В первые недели по возвращении Анне, однако, было не до того, чтобы «заправлять папой». У её сына Джонни развилась острая железистая инфекция, и его положили в военно-морской госпиталь в Бетесде на курс лечения новомодным средством – пенициллином. И Джонни всё ещё лежал там и 29 марта, когда Рузвельт отбыл на несколько недель для восстановления на воды в Уорм-Спрингс, штат Джорджия[84]. Оттуда он звонил Анне по телефону ежедневно. Позвонил и вечером 11 апреля. «Привет, девочка, – сказал он. – Как там Джонни?» К великому облегчению Анны, сын наконец пошел на поправку. Отец в ответ на это радостное известие сообщил, что и сам на следующий день планирует барбекю, благо чувствует себя получше, – и голос его звучал вполне бодро и жизнерадостно. Единственная проблема, по его словам, была в том, что он там всенепременно переест, а доктор Брюэнн будет по этому случаю брюзжать, но он твердо решил «вкусить радости сполна!»{732} Кто бы сомневался, подумала Анна, знавшая доподлинно, что там же, на водах в эти дни находится и Люси Мерсер. Она же её, Люси, лично туда и призвала{733}.
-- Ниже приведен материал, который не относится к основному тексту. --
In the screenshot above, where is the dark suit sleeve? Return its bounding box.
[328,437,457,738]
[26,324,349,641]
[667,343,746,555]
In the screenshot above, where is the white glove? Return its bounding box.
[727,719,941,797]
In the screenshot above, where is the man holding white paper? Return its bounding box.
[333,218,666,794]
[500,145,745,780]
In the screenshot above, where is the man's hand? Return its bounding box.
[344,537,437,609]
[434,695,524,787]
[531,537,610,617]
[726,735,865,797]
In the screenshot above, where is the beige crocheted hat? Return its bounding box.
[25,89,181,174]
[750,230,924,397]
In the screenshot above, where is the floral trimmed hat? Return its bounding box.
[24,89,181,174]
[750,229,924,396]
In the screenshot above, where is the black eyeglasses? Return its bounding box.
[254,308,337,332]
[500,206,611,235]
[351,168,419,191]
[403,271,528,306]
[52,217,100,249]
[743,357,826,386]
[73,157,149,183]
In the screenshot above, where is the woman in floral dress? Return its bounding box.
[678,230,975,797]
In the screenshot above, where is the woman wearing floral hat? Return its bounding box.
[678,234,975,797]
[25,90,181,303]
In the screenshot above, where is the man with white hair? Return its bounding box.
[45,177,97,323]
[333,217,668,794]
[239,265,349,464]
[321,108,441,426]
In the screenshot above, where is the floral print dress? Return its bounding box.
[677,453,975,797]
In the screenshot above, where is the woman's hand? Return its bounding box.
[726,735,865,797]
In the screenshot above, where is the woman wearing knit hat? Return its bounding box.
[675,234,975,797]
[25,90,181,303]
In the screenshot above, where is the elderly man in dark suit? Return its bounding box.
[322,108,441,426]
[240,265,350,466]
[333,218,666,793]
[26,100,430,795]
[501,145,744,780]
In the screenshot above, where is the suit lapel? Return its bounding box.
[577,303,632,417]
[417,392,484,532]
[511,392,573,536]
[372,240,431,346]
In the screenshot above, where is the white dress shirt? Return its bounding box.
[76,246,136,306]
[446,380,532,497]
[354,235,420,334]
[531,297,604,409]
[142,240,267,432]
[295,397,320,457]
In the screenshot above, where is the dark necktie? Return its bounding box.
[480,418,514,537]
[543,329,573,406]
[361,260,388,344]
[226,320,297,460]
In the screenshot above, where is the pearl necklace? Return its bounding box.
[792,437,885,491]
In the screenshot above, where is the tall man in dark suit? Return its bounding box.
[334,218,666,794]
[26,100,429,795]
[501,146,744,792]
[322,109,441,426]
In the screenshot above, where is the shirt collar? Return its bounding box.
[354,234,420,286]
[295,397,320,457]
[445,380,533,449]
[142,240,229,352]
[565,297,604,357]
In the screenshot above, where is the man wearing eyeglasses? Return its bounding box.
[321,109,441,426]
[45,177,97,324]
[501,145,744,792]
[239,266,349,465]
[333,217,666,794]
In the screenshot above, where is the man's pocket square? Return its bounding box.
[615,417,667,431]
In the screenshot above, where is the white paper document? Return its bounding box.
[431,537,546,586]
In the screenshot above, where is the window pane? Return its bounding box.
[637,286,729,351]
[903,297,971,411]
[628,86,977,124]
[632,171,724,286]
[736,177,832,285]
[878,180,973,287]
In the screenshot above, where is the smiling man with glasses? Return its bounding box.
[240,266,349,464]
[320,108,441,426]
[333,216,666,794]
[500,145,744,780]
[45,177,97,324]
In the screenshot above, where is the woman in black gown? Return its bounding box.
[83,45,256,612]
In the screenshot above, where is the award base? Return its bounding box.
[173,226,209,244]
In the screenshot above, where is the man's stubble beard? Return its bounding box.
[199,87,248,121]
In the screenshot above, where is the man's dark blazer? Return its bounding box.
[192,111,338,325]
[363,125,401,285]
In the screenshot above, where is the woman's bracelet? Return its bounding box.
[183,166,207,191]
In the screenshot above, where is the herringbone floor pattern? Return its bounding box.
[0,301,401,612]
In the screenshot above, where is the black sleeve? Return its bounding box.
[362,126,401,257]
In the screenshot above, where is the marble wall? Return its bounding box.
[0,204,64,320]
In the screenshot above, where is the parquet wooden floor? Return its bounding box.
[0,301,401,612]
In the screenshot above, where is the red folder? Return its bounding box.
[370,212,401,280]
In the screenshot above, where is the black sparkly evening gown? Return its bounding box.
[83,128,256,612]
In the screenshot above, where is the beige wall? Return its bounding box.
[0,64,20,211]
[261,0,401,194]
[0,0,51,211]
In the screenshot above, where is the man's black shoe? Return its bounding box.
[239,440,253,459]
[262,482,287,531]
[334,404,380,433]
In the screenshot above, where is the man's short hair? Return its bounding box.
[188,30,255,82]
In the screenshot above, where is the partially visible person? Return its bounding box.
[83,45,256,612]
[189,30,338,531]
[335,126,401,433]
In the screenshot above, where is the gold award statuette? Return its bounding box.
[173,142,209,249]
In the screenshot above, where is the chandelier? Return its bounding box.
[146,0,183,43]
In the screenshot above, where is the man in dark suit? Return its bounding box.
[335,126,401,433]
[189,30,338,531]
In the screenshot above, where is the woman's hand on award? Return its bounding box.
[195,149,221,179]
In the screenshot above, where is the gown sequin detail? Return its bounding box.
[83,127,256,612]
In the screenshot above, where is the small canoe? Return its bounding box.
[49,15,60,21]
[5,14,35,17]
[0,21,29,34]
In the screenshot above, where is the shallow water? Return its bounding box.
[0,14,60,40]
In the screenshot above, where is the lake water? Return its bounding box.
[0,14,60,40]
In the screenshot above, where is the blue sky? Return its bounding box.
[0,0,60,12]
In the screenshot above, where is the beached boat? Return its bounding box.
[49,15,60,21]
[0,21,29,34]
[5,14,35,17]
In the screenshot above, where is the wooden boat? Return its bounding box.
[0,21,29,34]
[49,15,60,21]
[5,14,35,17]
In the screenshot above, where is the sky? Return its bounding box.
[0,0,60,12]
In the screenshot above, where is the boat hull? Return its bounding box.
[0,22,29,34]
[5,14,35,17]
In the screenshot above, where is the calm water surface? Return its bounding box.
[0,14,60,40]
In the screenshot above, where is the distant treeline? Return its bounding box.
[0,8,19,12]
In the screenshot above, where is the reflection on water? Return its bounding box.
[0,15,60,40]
На следующий день, не успела Анна пробыть в военно-морском госпитале в Бетесде и двадцати минут, как в палату её сына вошел главный врач и хмуро сказал: «Миссис Бёттигер, внизу ждёт моя машина, проедемте в Белый дом»{734}. Рузвельт рухнул. Она ехала по Висконсин-авеню, а в голове бешено кружился целый водоворот мыслей. Это то же самое, что случилось с президентом Вудро Вильсоном после инсульта? Отец утратил дееспособность и не сможет и далее служить? Он всегда боялся чего-то подобного{735}. Как только машина остановилась у Белого дома, Анна опрометью метнулась наверх, в гостиную матери. Элеонора уже успела надеть траур{736}.
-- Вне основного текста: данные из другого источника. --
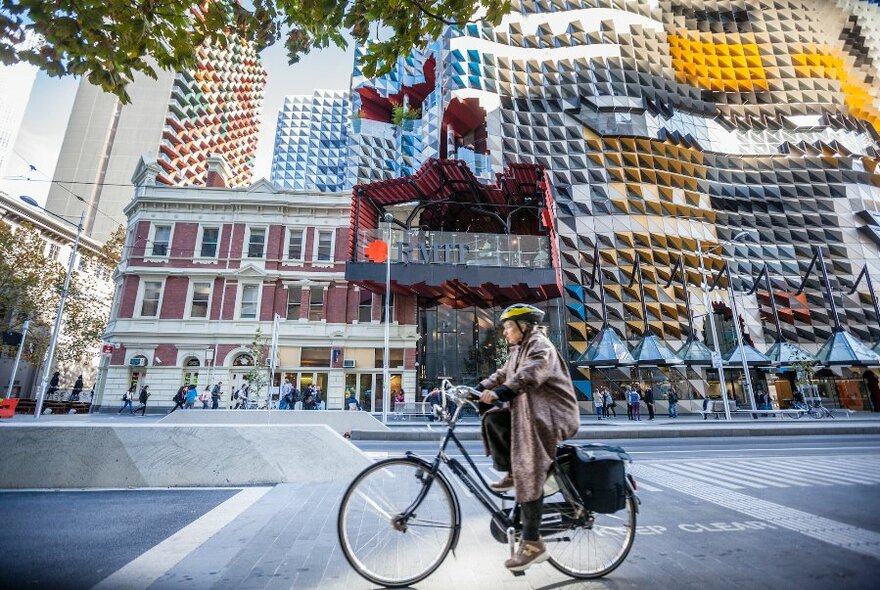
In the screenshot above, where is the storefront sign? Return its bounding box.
[397,242,471,264]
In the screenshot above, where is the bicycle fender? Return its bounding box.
[405,451,461,555]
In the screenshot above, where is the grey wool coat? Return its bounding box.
[482,326,580,502]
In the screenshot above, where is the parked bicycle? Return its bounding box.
[337,382,639,588]
[786,399,834,420]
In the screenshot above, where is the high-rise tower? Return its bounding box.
[271,90,350,192]
[46,37,266,240]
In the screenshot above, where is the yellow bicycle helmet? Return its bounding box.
[499,303,544,324]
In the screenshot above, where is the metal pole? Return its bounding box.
[696,240,730,420]
[6,320,31,399]
[34,210,86,419]
[382,213,394,424]
[727,264,758,410]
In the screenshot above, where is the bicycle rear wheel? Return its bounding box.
[544,494,636,579]
[337,459,458,588]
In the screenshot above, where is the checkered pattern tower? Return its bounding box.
[350,0,880,368]
[271,90,351,192]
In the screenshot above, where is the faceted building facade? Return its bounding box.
[350,0,880,412]
[271,90,351,192]
[46,37,266,240]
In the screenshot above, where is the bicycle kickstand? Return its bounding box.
[507,526,526,578]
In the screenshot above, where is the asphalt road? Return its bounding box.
[0,436,880,590]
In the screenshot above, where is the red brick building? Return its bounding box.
[99,159,418,411]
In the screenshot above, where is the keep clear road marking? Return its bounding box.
[94,487,272,590]
[640,465,880,559]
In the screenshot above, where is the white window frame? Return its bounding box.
[184,279,214,320]
[241,225,269,260]
[284,226,308,262]
[312,227,336,265]
[133,277,165,320]
[235,281,263,322]
[144,221,175,260]
[193,223,223,260]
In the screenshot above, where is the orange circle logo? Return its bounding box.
[364,240,388,262]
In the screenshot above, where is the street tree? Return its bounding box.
[0,223,124,374]
[0,0,510,103]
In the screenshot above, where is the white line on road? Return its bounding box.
[641,465,880,559]
[94,487,272,590]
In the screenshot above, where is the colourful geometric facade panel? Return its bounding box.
[157,37,266,186]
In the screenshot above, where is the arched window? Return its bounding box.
[232,353,254,367]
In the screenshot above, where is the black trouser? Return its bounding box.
[480,404,511,471]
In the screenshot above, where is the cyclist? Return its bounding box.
[477,303,580,572]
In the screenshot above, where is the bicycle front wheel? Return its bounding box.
[337,459,458,588]
[544,494,636,579]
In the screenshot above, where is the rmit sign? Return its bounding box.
[397,242,471,264]
[365,240,471,264]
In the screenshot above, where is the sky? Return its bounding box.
[0,38,354,204]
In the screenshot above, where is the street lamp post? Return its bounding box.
[696,239,730,420]
[34,210,86,419]
[382,213,394,424]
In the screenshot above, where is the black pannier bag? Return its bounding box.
[556,444,631,514]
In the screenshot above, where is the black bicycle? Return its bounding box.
[337,383,639,588]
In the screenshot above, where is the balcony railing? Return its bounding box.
[355,229,551,268]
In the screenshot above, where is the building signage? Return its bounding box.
[397,242,471,264]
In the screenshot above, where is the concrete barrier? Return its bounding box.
[159,410,388,434]
[0,423,370,489]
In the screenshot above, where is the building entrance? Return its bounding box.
[418,299,563,392]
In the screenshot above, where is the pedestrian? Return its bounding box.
[645,385,654,420]
[666,387,678,418]
[278,379,294,410]
[345,390,361,411]
[199,385,211,410]
[211,381,223,410]
[70,375,83,402]
[116,385,137,416]
[183,383,199,410]
[46,371,61,396]
[602,387,617,418]
[132,385,150,416]
[629,388,642,421]
[168,385,186,414]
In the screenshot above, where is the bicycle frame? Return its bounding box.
[397,400,521,550]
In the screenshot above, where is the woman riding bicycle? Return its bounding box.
[476,304,580,572]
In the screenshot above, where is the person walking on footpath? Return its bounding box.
[602,387,617,418]
[133,385,150,416]
[666,387,678,418]
[629,389,642,421]
[645,385,654,420]
[116,385,137,416]
[70,375,83,402]
[211,381,223,410]
[199,386,211,410]
[183,383,199,410]
[168,385,186,414]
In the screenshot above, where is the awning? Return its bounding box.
[816,328,880,366]
[676,338,712,367]
[767,340,818,367]
[721,344,773,368]
[632,332,684,367]
[577,326,636,367]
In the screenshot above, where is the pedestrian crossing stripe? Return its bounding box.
[365,451,880,493]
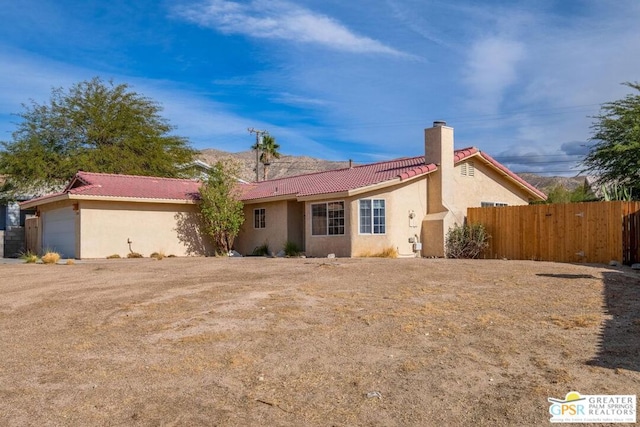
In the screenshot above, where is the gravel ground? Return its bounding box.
[0,258,640,426]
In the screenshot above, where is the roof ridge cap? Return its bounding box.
[78,171,194,181]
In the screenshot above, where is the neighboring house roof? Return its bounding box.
[454,147,547,200]
[241,147,546,202]
[22,172,201,207]
[241,156,437,201]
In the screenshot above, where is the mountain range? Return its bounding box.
[199,148,585,193]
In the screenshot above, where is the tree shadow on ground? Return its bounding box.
[587,271,640,371]
[175,212,213,256]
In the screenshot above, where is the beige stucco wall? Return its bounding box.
[305,178,427,257]
[422,157,529,257]
[304,197,352,257]
[454,157,529,216]
[76,200,211,258]
[37,200,80,258]
[234,200,302,255]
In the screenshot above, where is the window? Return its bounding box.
[253,208,267,228]
[0,204,7,230]
[460,162,476,176]
[311,202,344,236]
[360,199,386,234]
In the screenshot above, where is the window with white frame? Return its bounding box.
[311,202,344,236]
[253,208,267,228]
[460,162,476,176]
[480,202,509,208]
[359,199,386,234]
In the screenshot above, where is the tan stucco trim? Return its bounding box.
[20,194,69,209]
[456,151,544,200]
[21,194,198,209]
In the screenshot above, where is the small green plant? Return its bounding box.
[602,182,633,202]
[41,251,60,264]
[252,242,271,256]
[358,246,398,258]
[284,240,302,256]
[20,251,38,264]
[445,224,491,258]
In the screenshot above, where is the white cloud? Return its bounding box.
[463,37,525,114]
[175,0,409,56]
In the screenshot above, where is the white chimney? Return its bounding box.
[424,121,454,213]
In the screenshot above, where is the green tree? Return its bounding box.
[200,160,244,255]
[0,77,196,198]
[583,82,640,198]
[251,134,280,180]
[544,180,597,204]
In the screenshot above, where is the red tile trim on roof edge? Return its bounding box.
[453,147,480,164]
[480,152,547,200]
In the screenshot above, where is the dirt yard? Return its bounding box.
[0,258,640,426]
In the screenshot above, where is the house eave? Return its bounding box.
[464,151,547,201]
[240,194,298,205]
[20,193,198,209]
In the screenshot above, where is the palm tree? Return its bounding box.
[251,134,280,180]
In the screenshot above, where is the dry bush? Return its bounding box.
[549,314,600,329]
[41,251,60,264]
[359,246,398,258]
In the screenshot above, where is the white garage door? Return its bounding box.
[42,206,76,258]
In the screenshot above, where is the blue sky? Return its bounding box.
[0,0,640,175]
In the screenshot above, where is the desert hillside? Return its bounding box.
[200,148,585,193]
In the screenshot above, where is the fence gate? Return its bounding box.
[467,202,640,264]
[24,217,40,254]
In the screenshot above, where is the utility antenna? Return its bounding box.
[247,128,269,182]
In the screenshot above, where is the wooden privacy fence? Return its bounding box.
[467,202,640,264]
[24,217,40,254]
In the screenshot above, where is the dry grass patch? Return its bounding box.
[549,314,602,329]
[40,251,60,264]
[0,257,640,427]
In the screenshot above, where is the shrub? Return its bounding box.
[251,242,271,256]
[41,251,60,264]
[445,224,491,258]
[20,251,38,264]
[284,240,302,256]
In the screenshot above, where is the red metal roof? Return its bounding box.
[23,172,200,203]
[480,152,547,200]
[241,156,436,201]
[20,147,546,207]
[241,147,546,201]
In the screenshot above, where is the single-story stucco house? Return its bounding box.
[22,122,546,258]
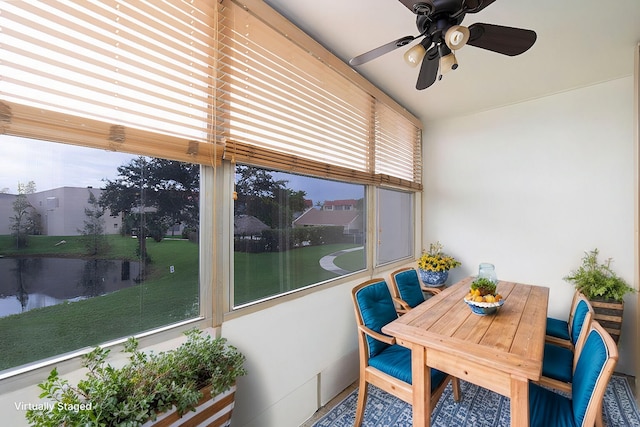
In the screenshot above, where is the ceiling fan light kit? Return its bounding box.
[349,0,537,90]
[444,25,470,50]
[404,43,427,67]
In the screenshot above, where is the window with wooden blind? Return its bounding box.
[218,1,421,190]
[0,0,422,374]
Её отец умер. Умер за две недели до начала конференции в Сан-Франциско, учредившей Организацию Объединённых Наций, так и не дожив до осуществления своей великой и славной мечты – вопреки всей решимости лично там присутствовать.
В два часа ночи 13 апреля Кэти с удивлением услышала трезвонящий на весь Спасо-Хаус телефон. Его пронзительно-весёлые трели по неуместности были сравнимы с вторжением незваного гостя на тайное собрание.
Дни по возвращении были насыщены событиями. Гарриманы принимали и развлекали Клементину Черчилль, которая, наконец, поборов аэрофобию, отважилась прибыть в Советский Союз с визитом доброй воли в качестве председателя Фонда помощи России Британского общества Красного Креста. Не успела она отбыть в Ленинград, как на смену ей прибыл в Москву на переговоры югославский лидер Иосип Броз Тито. Аверелл и Кэти, само собой, были приглашены на все подобающие подобной встрече на высшем уровне празднества{737}. Этой же ночью Гарриманы принимали гостей, собравшихся на проводы из Москвы на родину их коллеги-дипломата Джона Мелби – того самого, который вместе с Кэти ездил в Катынский лес. Вашингтон его отозвал для участия в подготовке Сан-Франциской конференции Объединённых Наций. А отходную ему устроили не только в знак уважения к коллеге, но и чтобы выпустить пар, скопившийся за восемь крайне напряжённых недель{738}.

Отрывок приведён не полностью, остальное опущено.